Dans ce sens, pour l’APEF, les opérateurs font face à des pertes considérables non récupérables et maintiennent un ensemble de coûts fixes, pour lesquels l’association souhaite une réponse du Gouvernement.
« L’APEF souligne la nécessité d’une intervention urgente et a demandé à l’État la suspension de la redevance d’utilisation des infrastructures pour une durée de six mois, une mesure qui permettrait de faire face aux préjudices découlant de cette situation, mais qui attend toujours une réponse », a déclaré l’entité.

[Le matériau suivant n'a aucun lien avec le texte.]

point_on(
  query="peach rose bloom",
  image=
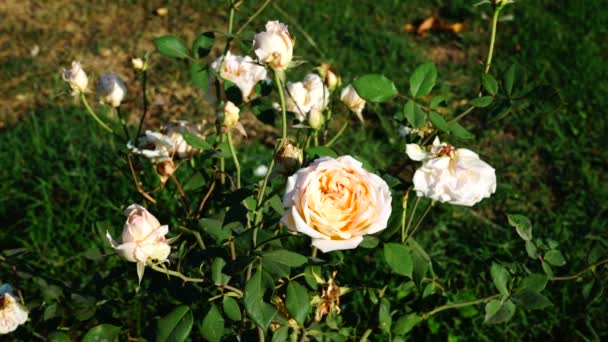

En plus d’exprimer sa solidarité envers ceux qui ont souffert des intempéries, l’association a souligné sa disponibilité pour soutenir les entités officielles lors d’actions d’audit et d’inspection supplémentaires.
Dix-huit personnes sont mortes au Portugal suite au passage des dépressions Kristin, Leonardo et Marta, qui ont également causé des centaines de blessés et de sans-abris.
La destruction totale ou partielle de maisons, d’entreprises et d’équipements, la chute d’arbres et de structures, la fermeture de routes, d’écoles et de services de transport, et la coupure d’énergie, d’eau et de communications, les inondations et les crues sont les principales conséquences matérielles de la tempête.
Les régions Centre, Lisbonne et Vallée du Tage et Alentejo ont été les plus touchées.
La situation de calamité qui concernait les 68 communes les plus affectées a pris fin le 15 février.